Well nobody bothered to answer my question, so I will ask it again.
We all know that the Global Temperature Anomaly series is “Corrected”, “Celled”, “Averaged” and “Homogenised”.
Has anyone looked at a Raw Temperature Series to see if it exhibits the same Statistical characteristics?

March 21, 2010 12:28 pm

Wren (10:02:39) :
That’s not very bold of you…A bold prediction would be a prediction of no more global warming
There’s bold, and then there’s rash.
I haven’t survived four combat zones and two marriages by being rash.

Editor
March 21, 2010 12:29 pm

wayne (02:53:10)

Willis, I followed your method to detect discontinuities using Excel under “Tale of two cities”, it works great! Still don’t understand how the residual sums and the math beneath create such of a graph, but, it does work fine.

Thanks, wayne. Now if you’d be so kind, post that over on the “Tale of Two Cities” thread, Steve Goddard still doesn’t believe it.

Steve Goddard
March 21, 2010 1:28 pm

Willis,
I am glad that you and Leif like your spreadsheet. Nevertheless the entire the 1895-1941 “trend” you claim, occurred during one year (1920) indicating a discontinuity which your spreadsheet missed.

Editor
March 21, 2010 3:13 pm

Steve Goddard (13:28:36)

Willis,
I am glad that you and Leif like your spreadsheet. Nevertheless the entire the 1895-1941 “trend” you claim, occurred during one year (1920) indicating a discontinuity which your spreadsheet missed.

Trend 1895-1919 (not including 1920) 0.04°C/decade
Trend 1920-1941 (not including 1920) 0.09°C/decade
In other words, there is a trend both before and after 1920.
I’m afraid your eyeball has misled you again. There is a change in the trend in 1920, but a change in the trend != a discontinuity.
Also, please recall that your claim was that

The increase in temperatures started around 1970.

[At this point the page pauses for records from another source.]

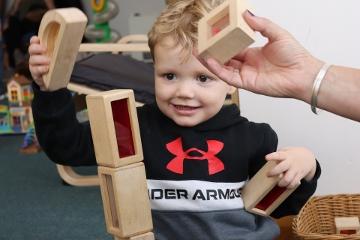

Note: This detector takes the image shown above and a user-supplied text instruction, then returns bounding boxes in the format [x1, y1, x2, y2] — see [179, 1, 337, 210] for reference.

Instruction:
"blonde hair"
[148, 0, 224, 59]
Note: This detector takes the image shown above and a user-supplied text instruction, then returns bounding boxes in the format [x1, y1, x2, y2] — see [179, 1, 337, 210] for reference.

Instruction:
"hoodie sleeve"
[249, 124, 321, 218]
[32, 83, 96, 166]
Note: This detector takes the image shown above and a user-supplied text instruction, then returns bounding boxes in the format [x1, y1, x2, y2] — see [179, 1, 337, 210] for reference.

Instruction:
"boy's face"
[154, 37, 232, 127]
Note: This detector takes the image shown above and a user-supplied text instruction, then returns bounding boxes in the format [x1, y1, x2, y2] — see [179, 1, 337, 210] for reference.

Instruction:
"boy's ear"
[227, 85, 237, 94]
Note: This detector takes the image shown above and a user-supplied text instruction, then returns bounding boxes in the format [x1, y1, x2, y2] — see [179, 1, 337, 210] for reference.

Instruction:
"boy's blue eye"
[198, 74, 210, 83]
[164, 73, 176, 80]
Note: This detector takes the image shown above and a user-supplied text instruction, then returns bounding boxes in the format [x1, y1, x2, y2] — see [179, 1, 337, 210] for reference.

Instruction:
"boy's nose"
[176, 81, 195, 98]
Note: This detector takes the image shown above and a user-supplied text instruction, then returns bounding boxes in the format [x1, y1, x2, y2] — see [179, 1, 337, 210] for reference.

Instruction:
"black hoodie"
[33, 85, 320, 240]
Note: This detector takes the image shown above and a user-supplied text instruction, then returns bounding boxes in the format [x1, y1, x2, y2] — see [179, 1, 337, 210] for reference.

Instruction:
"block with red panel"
[86, 89, 154, 240]
[241, 161, 296, 216]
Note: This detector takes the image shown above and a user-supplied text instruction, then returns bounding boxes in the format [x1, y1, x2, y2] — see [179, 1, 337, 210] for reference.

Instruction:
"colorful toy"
[85, 0, 120, 43]
[0, 74, 33, 133]
[86, 90, 154, 240]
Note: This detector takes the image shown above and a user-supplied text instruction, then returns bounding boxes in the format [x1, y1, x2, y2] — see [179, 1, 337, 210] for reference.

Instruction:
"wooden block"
[98, 162, 153, 238]
[130, 232, 155, 240]
[335, 217, 360, 235]
[39, 8, 87, 91]
[114, 232, 155, 240]
[198, 0, 255, 64]
[241, 161, 296, 215]
[86, 89, 143, 168]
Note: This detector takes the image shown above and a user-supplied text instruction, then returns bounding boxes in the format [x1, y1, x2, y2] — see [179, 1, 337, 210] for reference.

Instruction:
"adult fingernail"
[247, 9, 255, 17]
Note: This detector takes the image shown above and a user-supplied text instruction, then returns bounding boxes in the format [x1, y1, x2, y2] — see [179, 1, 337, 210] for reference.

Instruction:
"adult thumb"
[244, 11, 290, 42]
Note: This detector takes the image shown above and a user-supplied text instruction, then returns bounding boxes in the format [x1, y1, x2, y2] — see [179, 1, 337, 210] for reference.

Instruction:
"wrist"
[295, 56, 325, 104]
[304, 164, 316, 182]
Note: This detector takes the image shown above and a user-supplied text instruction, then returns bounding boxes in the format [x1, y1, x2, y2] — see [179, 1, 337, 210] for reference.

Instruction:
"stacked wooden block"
[86, 90, 154, 240]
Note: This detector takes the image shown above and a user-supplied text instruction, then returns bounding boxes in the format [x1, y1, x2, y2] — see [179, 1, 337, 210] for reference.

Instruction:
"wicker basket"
[292, 194, 360, 240]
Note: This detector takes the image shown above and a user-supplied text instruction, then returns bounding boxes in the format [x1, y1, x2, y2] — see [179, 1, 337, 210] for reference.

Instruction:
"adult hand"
[202, 11, 323, 102]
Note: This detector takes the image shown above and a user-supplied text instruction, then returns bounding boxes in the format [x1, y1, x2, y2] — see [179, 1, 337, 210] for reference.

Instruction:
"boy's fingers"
[265, 151, 287, 161]
[268, 161, 289, 177]
[30, 36, 40, 44]
[29, 55, 50, 66]
[278, 170, 296, 187]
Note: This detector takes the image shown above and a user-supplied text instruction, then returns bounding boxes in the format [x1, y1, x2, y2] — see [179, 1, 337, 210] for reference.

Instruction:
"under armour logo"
[166, 138, 224, 175]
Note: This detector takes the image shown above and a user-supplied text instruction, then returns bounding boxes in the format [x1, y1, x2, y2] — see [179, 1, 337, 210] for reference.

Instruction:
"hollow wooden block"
[335, 217, 360, 235]
[86, 89, 143, 168]
[115, 232, 155, 240]
[98, 163, 153, 239]
[198, 0, 255, 64]
[241, 161, 296, 216]
[39, 8, 87, 91]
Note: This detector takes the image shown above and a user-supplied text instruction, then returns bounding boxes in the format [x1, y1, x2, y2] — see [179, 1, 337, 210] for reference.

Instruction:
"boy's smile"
[154, 37, 232, 127]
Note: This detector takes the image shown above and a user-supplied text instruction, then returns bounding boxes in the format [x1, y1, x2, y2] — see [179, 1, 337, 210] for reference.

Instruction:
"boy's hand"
[265, 147, 316, 188]
[29, 36, 50, 91]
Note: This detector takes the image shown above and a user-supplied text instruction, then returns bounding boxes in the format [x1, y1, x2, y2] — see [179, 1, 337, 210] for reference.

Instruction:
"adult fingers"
[244, 11, 290, 42]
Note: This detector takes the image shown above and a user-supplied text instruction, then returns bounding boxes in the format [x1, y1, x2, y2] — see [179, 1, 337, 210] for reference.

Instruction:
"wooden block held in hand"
[335, 217, 360, 235]
[86, 89, 143, 167]
[241, 161, 296, 215]
[198, 0, 255, 64]
[39, 8, 87, 91]
[98, 163, 153, 238]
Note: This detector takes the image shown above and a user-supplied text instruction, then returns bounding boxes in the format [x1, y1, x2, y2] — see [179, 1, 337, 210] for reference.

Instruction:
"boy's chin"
[171, 118, 203, 127]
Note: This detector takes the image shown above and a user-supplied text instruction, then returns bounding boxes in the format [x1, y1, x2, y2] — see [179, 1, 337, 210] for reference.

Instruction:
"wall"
[245, 0, 360, 194]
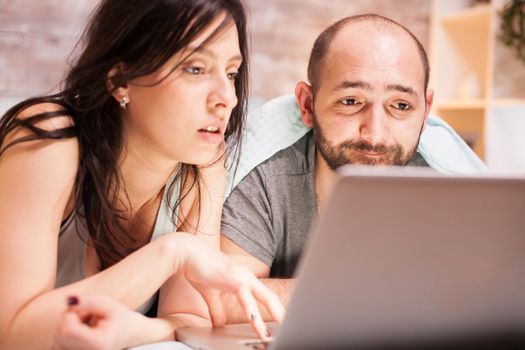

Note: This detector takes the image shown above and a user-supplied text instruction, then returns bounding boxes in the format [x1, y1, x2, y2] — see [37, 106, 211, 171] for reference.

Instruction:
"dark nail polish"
[67, 295, 79, 306]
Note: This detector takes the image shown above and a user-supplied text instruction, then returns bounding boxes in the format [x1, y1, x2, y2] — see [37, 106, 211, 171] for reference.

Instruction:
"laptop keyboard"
[244, 340, 272, 350]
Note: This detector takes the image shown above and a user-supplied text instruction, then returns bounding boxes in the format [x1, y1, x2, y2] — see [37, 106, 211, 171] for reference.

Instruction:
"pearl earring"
[120, 96, 129, 109]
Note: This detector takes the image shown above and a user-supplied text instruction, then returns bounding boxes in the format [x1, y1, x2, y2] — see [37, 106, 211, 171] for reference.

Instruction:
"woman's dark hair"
[0, 0, 248, 268]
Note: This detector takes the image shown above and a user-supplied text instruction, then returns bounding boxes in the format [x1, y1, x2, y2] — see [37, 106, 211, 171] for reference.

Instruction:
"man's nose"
[360, 106, 388, 145]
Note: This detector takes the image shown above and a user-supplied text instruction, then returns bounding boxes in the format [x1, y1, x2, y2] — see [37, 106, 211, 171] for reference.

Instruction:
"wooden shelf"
[441, 4, 493, 27]
[434, 98, 525, 110]
[434, 99, 487, 109]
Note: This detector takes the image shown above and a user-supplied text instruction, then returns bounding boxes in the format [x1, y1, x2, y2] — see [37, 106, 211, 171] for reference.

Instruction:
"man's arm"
[221, 235, 295, 323]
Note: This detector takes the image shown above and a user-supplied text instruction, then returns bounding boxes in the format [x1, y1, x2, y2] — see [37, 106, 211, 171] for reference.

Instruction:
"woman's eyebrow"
[188, 46, 243, 61]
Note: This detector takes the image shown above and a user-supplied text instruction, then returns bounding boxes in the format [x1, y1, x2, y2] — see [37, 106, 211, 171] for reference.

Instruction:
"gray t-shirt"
[222, 131, 428, 278]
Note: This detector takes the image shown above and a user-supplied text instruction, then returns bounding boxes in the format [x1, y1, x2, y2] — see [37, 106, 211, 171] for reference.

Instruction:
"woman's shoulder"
[0, 102, 79, 168]
[15, 102, 74, 131]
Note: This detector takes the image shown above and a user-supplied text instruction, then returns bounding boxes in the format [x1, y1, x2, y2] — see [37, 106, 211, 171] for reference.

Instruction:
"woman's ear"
[106, 63, 129, 105]
[295, 81, 314, 128]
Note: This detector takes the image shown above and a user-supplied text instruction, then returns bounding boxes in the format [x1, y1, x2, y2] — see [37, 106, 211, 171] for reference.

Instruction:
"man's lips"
[357, 151, 385, 157]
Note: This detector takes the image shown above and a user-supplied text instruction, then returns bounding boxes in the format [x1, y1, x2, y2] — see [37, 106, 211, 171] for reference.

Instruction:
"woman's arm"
[158, 145, 231, 327]
[0, 106, 182, 349]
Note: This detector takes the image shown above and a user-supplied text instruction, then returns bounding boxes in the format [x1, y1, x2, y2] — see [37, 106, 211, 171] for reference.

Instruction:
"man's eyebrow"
[386, 84, 418, 97]
[335, 80, 372, 91]
[188, 46, 242, 61]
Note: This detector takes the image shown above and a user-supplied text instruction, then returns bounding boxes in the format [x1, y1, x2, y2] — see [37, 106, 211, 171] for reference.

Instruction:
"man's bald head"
[308, 14, 430, 92]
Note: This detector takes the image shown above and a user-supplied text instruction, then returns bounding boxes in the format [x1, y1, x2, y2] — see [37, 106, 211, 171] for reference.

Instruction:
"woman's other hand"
[177, 233, 284, 339]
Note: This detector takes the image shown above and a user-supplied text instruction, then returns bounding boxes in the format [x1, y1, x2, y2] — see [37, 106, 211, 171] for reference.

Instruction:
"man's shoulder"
[250, 132, 315, 177]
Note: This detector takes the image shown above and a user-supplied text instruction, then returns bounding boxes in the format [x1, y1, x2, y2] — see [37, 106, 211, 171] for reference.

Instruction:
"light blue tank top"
[55, 175, 180, 314]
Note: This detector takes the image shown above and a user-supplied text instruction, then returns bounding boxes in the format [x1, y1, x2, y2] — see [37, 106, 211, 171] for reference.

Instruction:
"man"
[221, 15, 433, 314]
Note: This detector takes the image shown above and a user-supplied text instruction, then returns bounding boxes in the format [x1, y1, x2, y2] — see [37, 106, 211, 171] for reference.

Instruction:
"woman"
[0, 0, 282, 349]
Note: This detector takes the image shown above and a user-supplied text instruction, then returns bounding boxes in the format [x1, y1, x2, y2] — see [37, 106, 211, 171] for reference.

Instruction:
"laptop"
[178, 166, 525, 350]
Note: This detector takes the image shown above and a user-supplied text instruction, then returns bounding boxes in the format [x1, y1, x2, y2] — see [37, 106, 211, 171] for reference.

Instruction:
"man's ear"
[423, 89, 434, 130]
[106, 64, 128, 103]
[425, 89, 434, 124]
[295, 81, 314, 128]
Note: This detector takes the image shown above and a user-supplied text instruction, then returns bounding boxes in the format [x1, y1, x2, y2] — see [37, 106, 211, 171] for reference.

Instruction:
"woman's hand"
[54, 294, 137, 350]
[175, 233, 284, 339]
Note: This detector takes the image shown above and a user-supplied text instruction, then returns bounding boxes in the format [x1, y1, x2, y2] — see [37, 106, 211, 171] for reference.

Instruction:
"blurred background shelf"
[430, 0, 525, 172]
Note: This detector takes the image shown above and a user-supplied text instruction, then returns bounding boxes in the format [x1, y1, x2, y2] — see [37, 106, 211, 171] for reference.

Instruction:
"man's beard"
[313, 115, 423, 170]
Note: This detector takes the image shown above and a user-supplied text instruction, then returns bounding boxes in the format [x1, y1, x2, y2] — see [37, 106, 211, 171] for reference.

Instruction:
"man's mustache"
[337, 140, 402, 154]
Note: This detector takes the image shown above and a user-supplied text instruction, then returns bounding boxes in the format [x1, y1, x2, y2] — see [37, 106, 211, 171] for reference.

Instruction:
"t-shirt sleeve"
[222, 168, 282, 267]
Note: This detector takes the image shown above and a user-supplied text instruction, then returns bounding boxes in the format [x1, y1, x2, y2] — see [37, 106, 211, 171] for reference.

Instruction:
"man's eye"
[341, 98, 360, 106]
[184, 67, 204, 75]
[392, 102, 412, 111]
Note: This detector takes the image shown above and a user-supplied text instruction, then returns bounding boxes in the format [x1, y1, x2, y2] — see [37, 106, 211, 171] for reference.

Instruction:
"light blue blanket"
[227, 95, 487, 194]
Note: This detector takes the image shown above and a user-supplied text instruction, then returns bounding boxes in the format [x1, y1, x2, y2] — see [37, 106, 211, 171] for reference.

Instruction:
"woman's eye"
[392, 102, 412, 111]
[184, 67, 204, 75]
[341, 98, 361, 106]
[227, 72, 239, 80]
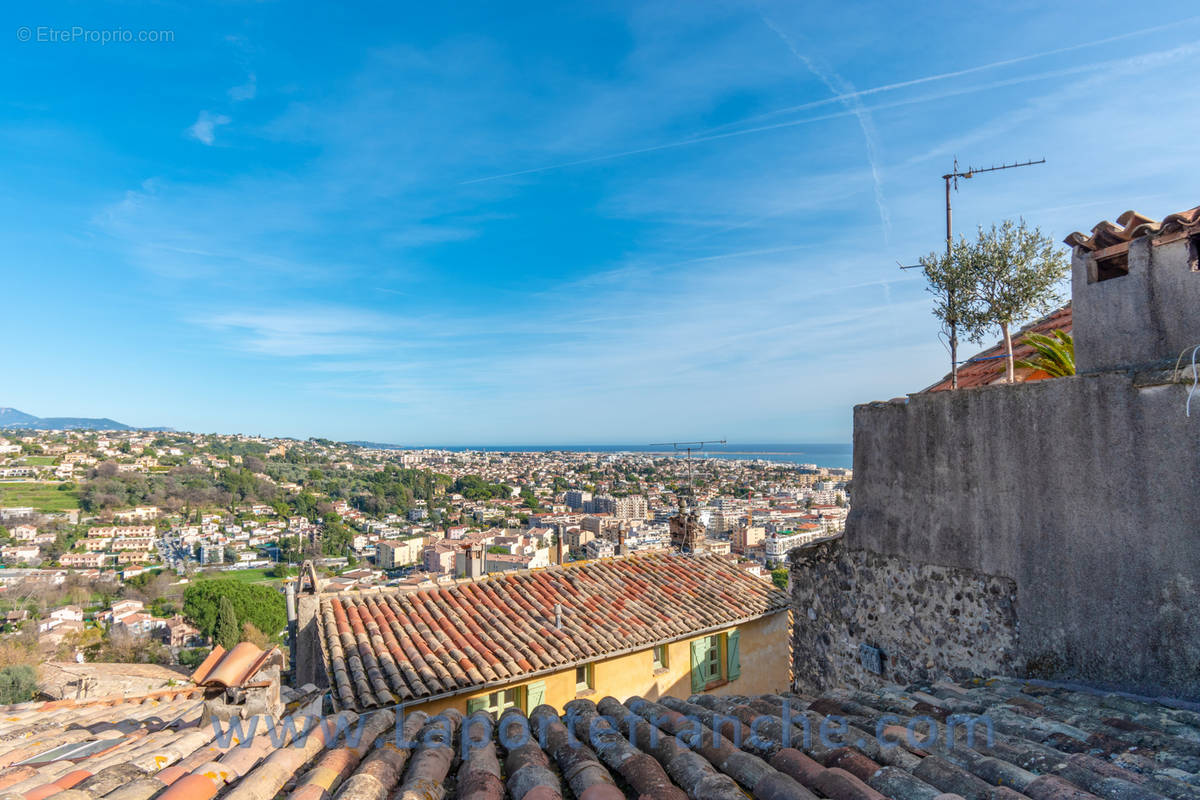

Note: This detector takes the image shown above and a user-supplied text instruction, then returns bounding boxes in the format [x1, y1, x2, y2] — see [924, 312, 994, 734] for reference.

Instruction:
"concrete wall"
[1072, 237, 1200, 373]
[844, 371, 1200, 697]
[791, 539, 1016, 692]
[410, 610, 792, 714]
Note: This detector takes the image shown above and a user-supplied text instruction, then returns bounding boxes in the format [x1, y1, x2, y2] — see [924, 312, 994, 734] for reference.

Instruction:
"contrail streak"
[760, 14, 892, 242]
[710, 16, 1200, 131]
[458, 44, 1198, 186]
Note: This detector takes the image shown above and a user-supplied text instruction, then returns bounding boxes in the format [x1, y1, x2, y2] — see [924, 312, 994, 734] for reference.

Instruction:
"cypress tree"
[212, 597, 241, 650]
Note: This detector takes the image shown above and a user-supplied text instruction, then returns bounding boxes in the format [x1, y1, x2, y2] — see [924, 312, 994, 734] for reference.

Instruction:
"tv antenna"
[900, 158, 1046, 389]
[647, 439, 725, 509]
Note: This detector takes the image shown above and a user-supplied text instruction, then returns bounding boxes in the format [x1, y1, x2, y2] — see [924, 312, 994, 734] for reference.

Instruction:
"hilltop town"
[0, 429, 851, 663]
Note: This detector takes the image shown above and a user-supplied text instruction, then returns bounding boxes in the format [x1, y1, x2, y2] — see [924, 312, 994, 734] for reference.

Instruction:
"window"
[1088, 255, 1129, 283]
[653, 644, 667, 669]
[691, 631, 742, 692]
[467, 686, 524, 717]
[575, 664, 595, 693]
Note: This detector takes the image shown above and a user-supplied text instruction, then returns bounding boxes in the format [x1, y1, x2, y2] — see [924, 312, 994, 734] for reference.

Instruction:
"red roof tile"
[1063, 205, 1200, 251]
[919, 303, 1072, 393]
[319, 553, 788, 708]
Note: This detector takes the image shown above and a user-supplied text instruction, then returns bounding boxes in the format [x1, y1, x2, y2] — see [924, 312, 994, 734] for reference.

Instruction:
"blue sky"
[0, 0, 1200, 444]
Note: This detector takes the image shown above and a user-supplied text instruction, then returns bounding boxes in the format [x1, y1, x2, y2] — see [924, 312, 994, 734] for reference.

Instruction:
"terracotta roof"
[319, 553, 788, 708]
[0, 679, 1200, 800]
[1063, 205, 1200, 251]
[918, 303, 1070, 393]
[192, 642, 280, 687]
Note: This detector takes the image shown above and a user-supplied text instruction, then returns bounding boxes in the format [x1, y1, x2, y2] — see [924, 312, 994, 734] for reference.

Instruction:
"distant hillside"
[0, 408, 172, 431]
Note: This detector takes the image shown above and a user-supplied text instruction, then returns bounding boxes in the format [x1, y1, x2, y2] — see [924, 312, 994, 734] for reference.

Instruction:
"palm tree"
[1016, 331, 1075, 378]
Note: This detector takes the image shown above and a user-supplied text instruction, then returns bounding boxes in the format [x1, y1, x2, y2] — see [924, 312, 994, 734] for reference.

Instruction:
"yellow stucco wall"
[410, 610, 792, 715]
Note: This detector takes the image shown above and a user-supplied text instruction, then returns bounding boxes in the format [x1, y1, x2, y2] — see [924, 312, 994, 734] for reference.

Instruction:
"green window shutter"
[691, 638, 708, 692]
[725, 631, 742, 680]
[526, 680, 546, 714]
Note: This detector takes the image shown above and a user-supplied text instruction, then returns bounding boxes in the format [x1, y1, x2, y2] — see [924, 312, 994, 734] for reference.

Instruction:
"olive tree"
[954, 219, 1070, 383]
[920, 240, 976, 389]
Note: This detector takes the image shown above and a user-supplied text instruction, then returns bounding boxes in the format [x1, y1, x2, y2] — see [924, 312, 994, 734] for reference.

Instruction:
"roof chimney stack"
[1064, 206, 1200, 373]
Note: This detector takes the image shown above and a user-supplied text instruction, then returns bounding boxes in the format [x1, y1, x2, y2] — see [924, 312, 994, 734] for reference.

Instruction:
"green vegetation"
[0, 483, 79, 513]
[1016, 331, 1075, 378]
[450, 475, 512, 500]
[0, 664, 37, 705]
[920, 219, 1070, 386]
[212, 596, 239, 650]
[179, 648, 211, 669]
[196, 567, 281, 584]
[184, 578, 288, 637]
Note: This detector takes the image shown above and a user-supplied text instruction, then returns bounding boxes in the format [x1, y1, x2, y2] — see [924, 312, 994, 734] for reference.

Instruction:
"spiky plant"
[1016, 331, 1075, 378]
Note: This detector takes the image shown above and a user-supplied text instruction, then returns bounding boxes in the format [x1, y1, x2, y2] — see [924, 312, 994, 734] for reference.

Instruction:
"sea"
[349, 441, 853, 469]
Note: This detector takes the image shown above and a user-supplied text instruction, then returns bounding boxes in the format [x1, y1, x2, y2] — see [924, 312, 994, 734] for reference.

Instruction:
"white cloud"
[187, 112, 230, 145]
[229, 72, 258, 103]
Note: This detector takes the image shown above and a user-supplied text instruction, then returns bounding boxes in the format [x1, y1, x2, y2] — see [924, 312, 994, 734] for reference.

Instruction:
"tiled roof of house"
[920, 303, 1070, 393]
[1063, 205, 1200, 251]
[0, 679, 1200, 800]
[319, 553, 788, 708]
[192, 642, 282, 687]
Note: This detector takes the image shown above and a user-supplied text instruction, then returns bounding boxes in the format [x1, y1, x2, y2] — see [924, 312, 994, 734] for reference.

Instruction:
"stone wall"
[830, 371, 1200, 697]
[791, 539, 1016, 691]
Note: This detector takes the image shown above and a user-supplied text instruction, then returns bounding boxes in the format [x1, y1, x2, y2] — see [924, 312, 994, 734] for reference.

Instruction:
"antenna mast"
[647, 439, 725, 511]
[942, 158, 1046, 389]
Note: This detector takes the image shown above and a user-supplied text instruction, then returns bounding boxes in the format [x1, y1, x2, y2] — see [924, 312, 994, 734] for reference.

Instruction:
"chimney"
[1064, 206, 1200, 373]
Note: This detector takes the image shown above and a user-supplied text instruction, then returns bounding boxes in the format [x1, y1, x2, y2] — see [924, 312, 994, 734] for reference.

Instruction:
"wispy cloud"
[196, 306, 398, 359]
[229, 72, 258, 103]
[187, 112, 230, 145]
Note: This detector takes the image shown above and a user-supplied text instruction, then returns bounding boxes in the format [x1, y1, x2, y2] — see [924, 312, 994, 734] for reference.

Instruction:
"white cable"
[1171, 344, 1200, 416]
[1183, 344, 1200, 416]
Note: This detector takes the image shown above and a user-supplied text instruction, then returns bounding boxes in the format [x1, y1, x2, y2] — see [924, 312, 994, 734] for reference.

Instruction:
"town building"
[296, 553, 791, 714]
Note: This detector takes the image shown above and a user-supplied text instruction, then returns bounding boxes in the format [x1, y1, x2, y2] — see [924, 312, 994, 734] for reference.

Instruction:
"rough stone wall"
[791, 539, 1018, 691]
[844, 372, 1200, 698]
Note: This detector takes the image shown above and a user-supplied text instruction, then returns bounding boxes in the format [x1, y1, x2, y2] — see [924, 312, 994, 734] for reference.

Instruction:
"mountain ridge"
[0, 407, 174, 431]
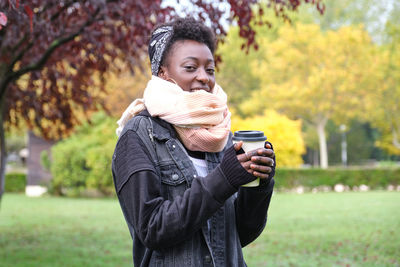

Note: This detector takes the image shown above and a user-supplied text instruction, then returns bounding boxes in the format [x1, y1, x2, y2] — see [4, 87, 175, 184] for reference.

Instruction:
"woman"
[112, 18, 275, 267]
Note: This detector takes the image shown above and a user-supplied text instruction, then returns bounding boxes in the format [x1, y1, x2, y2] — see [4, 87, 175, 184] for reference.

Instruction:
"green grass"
[0, 191, 400, 267]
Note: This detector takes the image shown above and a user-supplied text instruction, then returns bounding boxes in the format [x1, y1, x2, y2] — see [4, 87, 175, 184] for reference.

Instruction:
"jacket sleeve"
[235, 178, 275, 247]
[113, 131, 254, 249]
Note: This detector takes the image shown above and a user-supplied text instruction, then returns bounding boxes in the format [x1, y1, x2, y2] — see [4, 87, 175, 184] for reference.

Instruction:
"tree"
[242, 24, 376, 168]
[364, 20, 400, 155]
[0, 0, 323, 203]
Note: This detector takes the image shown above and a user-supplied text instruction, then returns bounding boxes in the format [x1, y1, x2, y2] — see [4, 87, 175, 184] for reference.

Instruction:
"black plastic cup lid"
[232, 131, 267, 142]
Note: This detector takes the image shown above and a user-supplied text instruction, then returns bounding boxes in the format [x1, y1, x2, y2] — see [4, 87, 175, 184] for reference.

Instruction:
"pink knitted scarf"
[117, 76, 231, 152]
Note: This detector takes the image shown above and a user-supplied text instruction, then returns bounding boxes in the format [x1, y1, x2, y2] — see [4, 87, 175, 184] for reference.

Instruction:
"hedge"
[275, 168, 400, 189]
[4, 173, 26, 192]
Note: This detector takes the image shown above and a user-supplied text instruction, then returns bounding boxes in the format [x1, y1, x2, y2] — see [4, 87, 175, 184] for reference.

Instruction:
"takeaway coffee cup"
[232, 131, 267, 187]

When I showed there was a trend post 1941, your new claim was that there was no trend pre 1941. But please note:
Your original thesis was that the trend only existed post-1970, and was driven by the differential post-1970 population growth.
That claim has been resoundingly disproven. We’re now discussing other issues about the temperature record.
But we should discuss this on the relevant thread. I have cross-posted this there. Thread drift, it burns …

Veronica (England)
March 21, 2010 3:22 pm

A very petite friend of mine was expecting a baby and was incensed to be told by her health visitor that there must be a problem with the pregnancy because her baby’s size-for-dates was “below average”.
When Joe Public has such a clear understanding of statistics, it is very easy to make them believe anything.

Steve Goddard
March 21, 2010 4:45 pm

Willis,
I don’t know where you are getting your numbers from. The trend from 1895-1919 is negative -0.0056. The trend from 1920-1941 is 0.0097 . This is nowhere near the 0.20 you originally claimed, or your reduced numbers above.
You are changing the subject of this discussion, which was the fact that your spreadsheet missed the discontinuity in 1920.
And I had already agreed that there was probably a post mid-1940s trend, which is when the population started to grow rapidly in Fort Collins – supporting the UHI thesis.